Summary of the Left Ventriculogram: This was done in the RAO projustion. There was near-normal left ventricular contratcion with possible mild apical hypokinesis. The overall ejection fraction is around 55%. There was als moderate-to-severe mitral regurgitation with dilated left atrium.
Summary of the Abdomianl Aortogram: An abdominal aortogram was done to assess the renal arteries. Each kidney had a single renal artery. Both renal arteries were normal.
Summary of the Distal Aortogram and Iliac Angiograpy: The distal aorta showed multiple irregularities and few z-form appearance. The origin of the right common iliac artery shoed an eccentric 90% stenosis. There was heavy calcification in the right common iliac artery. There were multiple irregularities in the righa nand left common and internal iliac arteries bilaterally.
Summary of the Coronary Arteries: The right coronary artery showed 90% ostial stenosis. Ther right coronary artery was otherwise normal. However, there were collaterals from the left system filling the distal right coronary artery because of the dampened pressure due to the ostial RCA lesion. The right coronary artery was otherwise normal.
The left main was normal.
The LAD showed a corkscrew appearance consistent with hypertensive heart disease.
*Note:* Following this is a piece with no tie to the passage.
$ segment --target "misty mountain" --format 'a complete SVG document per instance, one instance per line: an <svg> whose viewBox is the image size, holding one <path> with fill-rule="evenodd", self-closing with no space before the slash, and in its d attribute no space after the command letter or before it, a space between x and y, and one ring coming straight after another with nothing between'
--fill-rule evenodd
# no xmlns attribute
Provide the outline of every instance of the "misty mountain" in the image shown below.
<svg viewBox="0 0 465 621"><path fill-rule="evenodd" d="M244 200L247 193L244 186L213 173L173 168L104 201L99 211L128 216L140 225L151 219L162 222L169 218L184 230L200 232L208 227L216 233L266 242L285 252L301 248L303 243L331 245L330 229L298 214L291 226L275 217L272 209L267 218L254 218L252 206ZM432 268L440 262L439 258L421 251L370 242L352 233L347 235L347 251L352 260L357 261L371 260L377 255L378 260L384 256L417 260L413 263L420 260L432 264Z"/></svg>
The LAD and diagonal branches were normal.
The circumflex was a small nondominant vessel. The circumflex vessel and the obtuse marginal branch were normal.

Summary:
1. Near-normal left ventricular contraction with an ejection fraction around 55%. Mild apical hypokinesis cannot be ruled out.
2. Moderate-to-severe mitral regurgitation with evidence of dilated left atrium.
3. A 90% ostial right coronary artery stenosis with rich collaterals from the left system filling the distal right coronary artery otherwise, normal coronary arteries. The left coronaries were normal.
4. Evidence of disease in the distal aorta with 90% eccentric stenosis at the origin of the right iliac artery. The right common iliac artery was heavily calcified.
5. Normal renal arteries.
6. Technically difficult and challenging study. The study ws time consuming as well.

If the patient develops intractable angina, one migh consider stenting to the ostium of the right coronary angiography; however, this would be a technically challenging procedure.

Thanks
Diana
dgarri@juno.com
I am a student at this time, working on certification while working for a Cardiologist.

Hi Diana,
You were good, until after the actual heart cath. There is no documentation for 93544, Aortic root. Second, there is no documentation for selective renals, so you can't billed 36245 or 75724. What you do bill is G0275 - Non Selective renals at time of heart cath. For the iliacs, that is the correct code, non selective iliacs at time of heart cath - G0278.

HTH,
Jim Pawloski, CIRCC
 
Jim,
Thanks again - you have been very helpful to me in the past and I really appreciate it. So I am going to us: 93510-26, 93543, 93556-26-59, 93545-59, 93555-26-59, G0275-59, G0278-59-22. Thanks agian. You're the best.